What’s the secret? Are there lessons to be learned? Greg Miller offers the following tips on how to remain optimistic during the COVID-19 crisis.

Stay Positive and Be Grateful

A positive attitude is a must. It influences you and all those around you. Of course, there will still be moments of worry, sadness or even anger, but you can’t wallow in those feelings. Keep a positive outlook and you’re more likely to see a positive outcome.

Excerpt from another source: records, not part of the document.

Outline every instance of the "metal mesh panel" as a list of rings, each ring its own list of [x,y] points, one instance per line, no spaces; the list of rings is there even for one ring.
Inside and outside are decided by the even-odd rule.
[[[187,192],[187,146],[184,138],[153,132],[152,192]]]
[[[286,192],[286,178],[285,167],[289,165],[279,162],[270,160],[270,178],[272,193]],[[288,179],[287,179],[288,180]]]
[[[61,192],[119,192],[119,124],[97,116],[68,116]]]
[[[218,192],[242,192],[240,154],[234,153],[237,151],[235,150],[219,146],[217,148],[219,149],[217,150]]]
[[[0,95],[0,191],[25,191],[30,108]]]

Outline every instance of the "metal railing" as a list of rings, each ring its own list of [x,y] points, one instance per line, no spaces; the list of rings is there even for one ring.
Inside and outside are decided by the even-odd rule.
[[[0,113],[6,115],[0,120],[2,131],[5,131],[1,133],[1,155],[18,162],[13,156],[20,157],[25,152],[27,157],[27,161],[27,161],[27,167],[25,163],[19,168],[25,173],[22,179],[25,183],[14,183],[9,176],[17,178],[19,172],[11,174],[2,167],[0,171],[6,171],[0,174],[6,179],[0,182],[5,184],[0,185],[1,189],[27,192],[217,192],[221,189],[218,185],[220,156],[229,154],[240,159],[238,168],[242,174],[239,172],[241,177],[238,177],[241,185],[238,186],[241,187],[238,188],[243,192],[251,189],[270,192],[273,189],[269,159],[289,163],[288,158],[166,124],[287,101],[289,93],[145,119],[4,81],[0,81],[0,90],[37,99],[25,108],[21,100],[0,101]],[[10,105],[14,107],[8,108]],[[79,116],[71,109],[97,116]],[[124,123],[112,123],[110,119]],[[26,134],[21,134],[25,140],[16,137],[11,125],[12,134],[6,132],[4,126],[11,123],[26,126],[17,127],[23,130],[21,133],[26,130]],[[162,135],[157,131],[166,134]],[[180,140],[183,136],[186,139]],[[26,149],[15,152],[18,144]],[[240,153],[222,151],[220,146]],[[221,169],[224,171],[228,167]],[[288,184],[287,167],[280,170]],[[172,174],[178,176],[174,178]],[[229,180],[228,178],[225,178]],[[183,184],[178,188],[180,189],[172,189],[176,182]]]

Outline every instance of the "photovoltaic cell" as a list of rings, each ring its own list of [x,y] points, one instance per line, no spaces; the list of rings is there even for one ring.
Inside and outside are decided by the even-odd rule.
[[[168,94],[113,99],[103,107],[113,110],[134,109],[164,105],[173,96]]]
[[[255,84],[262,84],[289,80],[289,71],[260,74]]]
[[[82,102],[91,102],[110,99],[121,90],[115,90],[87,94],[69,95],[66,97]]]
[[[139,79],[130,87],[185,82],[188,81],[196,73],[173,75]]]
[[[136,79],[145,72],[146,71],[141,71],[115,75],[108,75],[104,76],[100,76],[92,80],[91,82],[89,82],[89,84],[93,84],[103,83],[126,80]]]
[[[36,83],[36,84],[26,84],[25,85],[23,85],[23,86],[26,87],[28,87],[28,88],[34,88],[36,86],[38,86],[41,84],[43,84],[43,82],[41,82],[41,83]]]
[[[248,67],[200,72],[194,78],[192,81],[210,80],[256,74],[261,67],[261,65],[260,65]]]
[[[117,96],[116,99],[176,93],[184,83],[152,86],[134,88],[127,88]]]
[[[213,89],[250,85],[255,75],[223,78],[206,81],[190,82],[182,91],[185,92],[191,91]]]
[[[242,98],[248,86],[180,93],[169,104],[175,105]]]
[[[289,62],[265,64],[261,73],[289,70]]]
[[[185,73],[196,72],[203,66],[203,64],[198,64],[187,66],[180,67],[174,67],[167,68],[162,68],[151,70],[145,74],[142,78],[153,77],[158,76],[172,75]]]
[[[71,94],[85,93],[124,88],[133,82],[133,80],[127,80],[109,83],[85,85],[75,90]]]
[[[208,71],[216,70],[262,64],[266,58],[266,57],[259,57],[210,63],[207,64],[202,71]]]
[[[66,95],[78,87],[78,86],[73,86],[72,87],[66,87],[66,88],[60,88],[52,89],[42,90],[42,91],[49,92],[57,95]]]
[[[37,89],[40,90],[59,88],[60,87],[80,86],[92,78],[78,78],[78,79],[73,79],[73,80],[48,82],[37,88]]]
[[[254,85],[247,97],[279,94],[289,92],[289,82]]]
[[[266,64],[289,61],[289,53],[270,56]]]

Focusing on what you have to be grateful for goes a long way toward helping you maintain a positive attitude. There’s so much to appreciate—family, friends, good health, faith, freedom, knowledge, memories and more. Gratitude nurtures the positive attitude needed to come through times of uncertainty.

Be Thoughtful and Helpful

The saying, “we’re all in this together” is heard a lot these days. A cliché, to be sure, but a true one nevertheless. In times of crisis, lending a helping hand to clients, colleagues, competitors and community is good for everyone.

When the opportunity arises, offer advice and guidance. Conversely, if you need support, don’t be afraid to ask. Let associates know that if they need to talk, your door (or Zoom) is open. When a competitor scores a win, be glad for their good fortune. Finally, if there is a service you can offer the community for the sake of kindness rather than remuneration, do it.

During World War II, the War Chest recognized my great-grandfather Henry S. Miller, Sr. for “invaluable services rendered.” The presentation was reported in The Dallas Morning Newson August 2, 1944:

“The resolution was adopted by War Chest directors as thanks for Miller’s realtor services in connection with the new Community Chest Center, handled without pay. [R.R.] Gilbert [president of the War Chest] praised Miller’s gratuitous real estate arrangements for the Red Cross, Family Bureau, Jewish Welfare Federation, and the Scottish Rite Crippled Children’s Hospital.”

Control What You Can, Ignore What You Can’t

You may have an opinion about the economy or the market, but you certainly can’t control them. Therefore, focus on what you can control, such as customer service. Now is a good time to double down on the valuable ways you can help your customers. Support them so they’re able to grow when the economy opens. In fact, this may be one of the best ways to ensure your company’s viability in the future. And speaking of the future…

Plan for the Future

… it will be here before we know it. During a crisis, it’s always hard to envision the long run. People naturally think of what they have to do here and now to stay afloat. Yes, that’s important, but so is thinking about how to position your business to be ready for success six months to a year down the road.

Know That Better Days Are Ahead

“And this, too, shall pass.” This simple phrase is rooted in stories from many traditions and cultures. It has been used on numerous occasions to reassure and encourage. Nothing lasts forever, whether good or bad. Like all crises before, this one is also temporary. Actively be an optimist. Better days are ahead.